Following India's threat to shut down the Blackberry network in the country unless Research in Motion allows the government to snoop on Blackberry users made earlier this year, the country seems to have found a more pragmatic solution, and in a surprising move has publicly announced that they have finally managed to crack Blackberry's encryption :
"The government has decrypted the data on Research In Motion’s (RIM) BlackBerry networks. The department of telecommunication (DoT), Intelligence Bureau and security agency National Technical Research Organisation (NTRO) have done tests on service providers such as Bharti Airtel, BPL Mobile, Reliance Communications and Vodafone-Essar networks for interception of Internet messages from BlackBerry to non-BlackBerry devices.

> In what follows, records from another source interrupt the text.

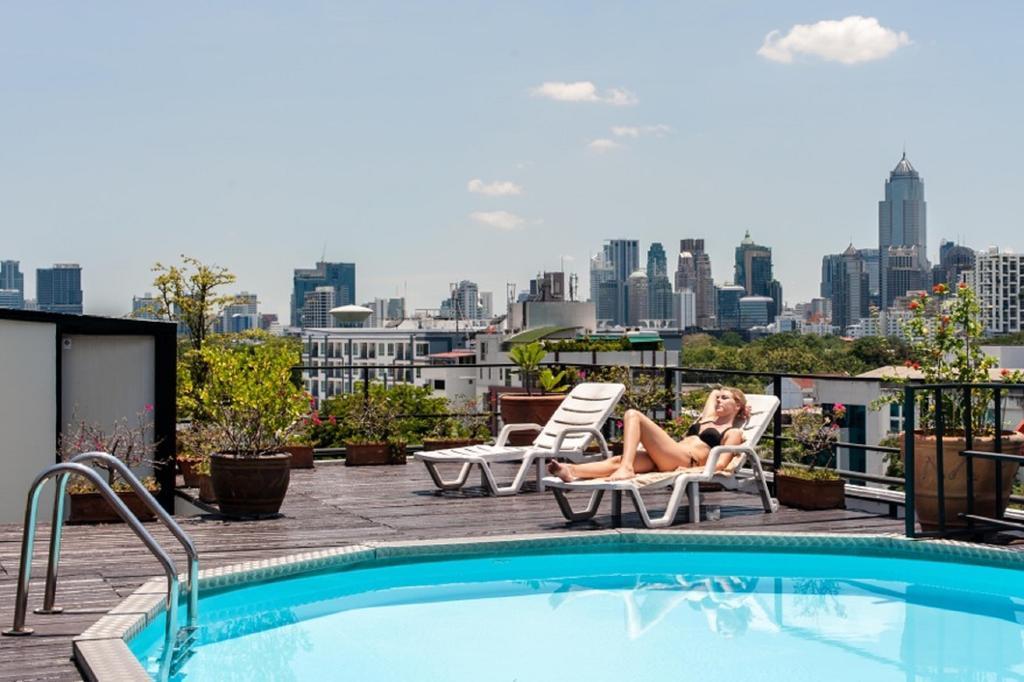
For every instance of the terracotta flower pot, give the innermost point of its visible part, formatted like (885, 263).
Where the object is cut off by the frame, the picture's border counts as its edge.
(250, 486)
(520, 409)
(926, 498)
(93, 508)
(374, 454)
(302, 456)
(810, 494)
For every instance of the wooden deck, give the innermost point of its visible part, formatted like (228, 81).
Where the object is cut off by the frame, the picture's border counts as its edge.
(328, 507)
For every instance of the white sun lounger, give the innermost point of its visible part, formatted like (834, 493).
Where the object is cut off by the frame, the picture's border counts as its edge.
(570, 429)
(683, 480)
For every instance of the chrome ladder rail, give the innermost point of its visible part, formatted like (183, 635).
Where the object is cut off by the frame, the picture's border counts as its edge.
(171, 655)
(192, 578)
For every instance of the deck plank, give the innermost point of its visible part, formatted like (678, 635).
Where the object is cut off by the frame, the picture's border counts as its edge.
(328, 507)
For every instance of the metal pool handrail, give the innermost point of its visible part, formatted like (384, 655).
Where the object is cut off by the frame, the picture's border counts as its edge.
(192, 578)
(29, 537)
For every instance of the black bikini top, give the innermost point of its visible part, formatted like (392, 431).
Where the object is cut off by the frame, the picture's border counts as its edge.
(710, 435)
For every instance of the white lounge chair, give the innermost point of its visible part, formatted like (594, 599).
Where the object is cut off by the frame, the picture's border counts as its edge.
(570, 429)
(683, 480)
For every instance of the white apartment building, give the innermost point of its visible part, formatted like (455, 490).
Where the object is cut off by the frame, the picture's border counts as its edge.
(997, 280)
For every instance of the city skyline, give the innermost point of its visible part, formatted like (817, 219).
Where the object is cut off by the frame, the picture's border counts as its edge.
(172, 130)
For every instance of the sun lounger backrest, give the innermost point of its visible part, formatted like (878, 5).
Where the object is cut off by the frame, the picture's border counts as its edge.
(587, 405)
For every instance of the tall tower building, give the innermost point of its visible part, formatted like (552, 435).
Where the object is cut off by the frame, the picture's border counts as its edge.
(755, 275)
(693, 272)
(659, 301)
(11, 285)
(902, 224)
(340, 276)
(58, 289)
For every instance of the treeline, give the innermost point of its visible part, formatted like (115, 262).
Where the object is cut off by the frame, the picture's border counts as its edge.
(794, 353)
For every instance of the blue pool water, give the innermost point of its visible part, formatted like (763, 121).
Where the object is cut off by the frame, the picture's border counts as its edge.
(628, 615)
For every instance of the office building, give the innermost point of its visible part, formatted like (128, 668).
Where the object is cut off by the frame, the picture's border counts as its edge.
(998, 280)
(728, 305)
(902, 232)
(659, 300)
(548, 287)
(637, 291)
(58, 289)
(339, 276)
(11, 285)
(693, 272)
(316, 307)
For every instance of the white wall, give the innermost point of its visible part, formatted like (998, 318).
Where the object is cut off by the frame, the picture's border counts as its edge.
(28, 413)
(107, 378)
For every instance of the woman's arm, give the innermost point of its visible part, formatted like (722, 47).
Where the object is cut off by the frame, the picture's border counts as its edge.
(733, 437)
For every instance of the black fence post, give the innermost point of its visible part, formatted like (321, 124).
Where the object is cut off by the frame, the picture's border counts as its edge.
(776, 429)
(908, 427)
(940, 474)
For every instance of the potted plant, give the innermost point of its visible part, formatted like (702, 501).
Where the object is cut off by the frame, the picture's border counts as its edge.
(129, 442)
(373, 436)
(251, 407)
(817, 485)
(530, 409)
(945, 333)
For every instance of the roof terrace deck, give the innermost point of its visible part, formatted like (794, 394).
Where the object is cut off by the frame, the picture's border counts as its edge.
(330, 506)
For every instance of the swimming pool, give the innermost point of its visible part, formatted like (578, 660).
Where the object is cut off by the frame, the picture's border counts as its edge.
(680, 609)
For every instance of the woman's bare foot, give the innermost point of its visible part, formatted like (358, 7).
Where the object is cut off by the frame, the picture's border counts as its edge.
(563, 471)
(622, 473)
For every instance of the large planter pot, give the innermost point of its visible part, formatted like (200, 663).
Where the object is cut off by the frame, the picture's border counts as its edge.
(188, 474)
(519, 409)
(250, 486)
(807, 494)
(926, 496)
(302, 456)
(374, 454)
(430, 444)
(93, 508)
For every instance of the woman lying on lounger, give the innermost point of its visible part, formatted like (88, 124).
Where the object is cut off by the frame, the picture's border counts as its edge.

Initially, there were difficulties in cracking the same on Vodafone-Essar network but that has also been solved. This means that the e-mail messages sent on Internet through your BlackBerry sets would no longer be exclusive and government would be able to track them."
They either need to decompress, or emphasize on the fact that their efforts cannot affect BlackBerry Enterprise Service users.
The government's "decompression tests" seems not to be affecting enterprise Blackberry solutions, but now that it's becoming clear that they're requiring all local telecoms to "make technical changes in their services to make them compatible for decompression", the tests indicate that the government is on purposely weakening the security of transmitted data across the country.
Taking into consideration the multi-layered end-to-end encryption that a Blackberry user can archive, India's claims to be able to eavesdrop Internet traffic of BlackBerry Internet Service, but naturally still unable to crack BlackBerry Enterprise Service's end-to-end AES or Triple DES, doesn't really count as cracking Blackberry's encryption.